All of lore.kernel.org
 help / color / mirror / Atom feed
From: hare@suse.de (Hannes Reinecke)
Subject: [PATCH 2/2] nvme-multipath: manual NUMA configuration
Date: Fri,  5 Oct 2018 11:29:15 +0200	[thread overview]
Message-ID: <20181005092915.126636-3-hare@suse.de> (raw)
In-Reply-To: <20181005092915.126636-1-hare@suse.de>

Not every NUMA configuration allows for an automatic setup via
the distance between nodes, or even the admin might have some
specific ideas on how things should be setup.
This patch adds a new sysfs attribute 'node_map' to allow to
specify the NUMA mapping for each controller.
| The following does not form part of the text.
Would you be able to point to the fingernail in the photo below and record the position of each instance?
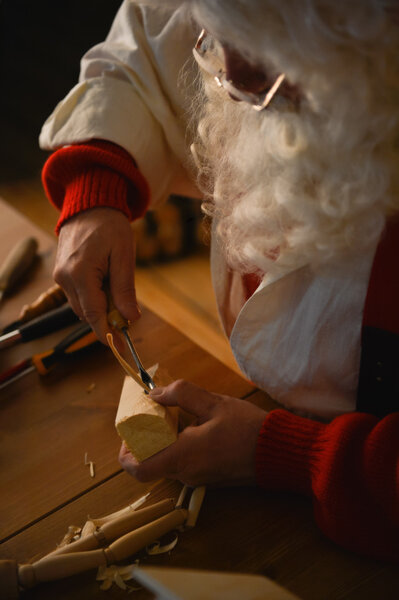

Signed-off-by: Hannes Reinecke <hare at suse.com>
---
 drivers/nvme/host/core.c      | 64 ++++++++++++++++++++++++++++++++++++++++++-
 drivers/nvme/host/fc.c        |  2 +-
 drivers/nvme/host/multipath.c |  9 ++++--
 drivers/nvme/host/nvme.h      |  2 ++
 drivers/nvme/host/pci.c       |  3 +-
 drivers/nvme/host/rdma.c      |  3 +-
 6 files changed, 76 insertions(+), 7 deletions(-)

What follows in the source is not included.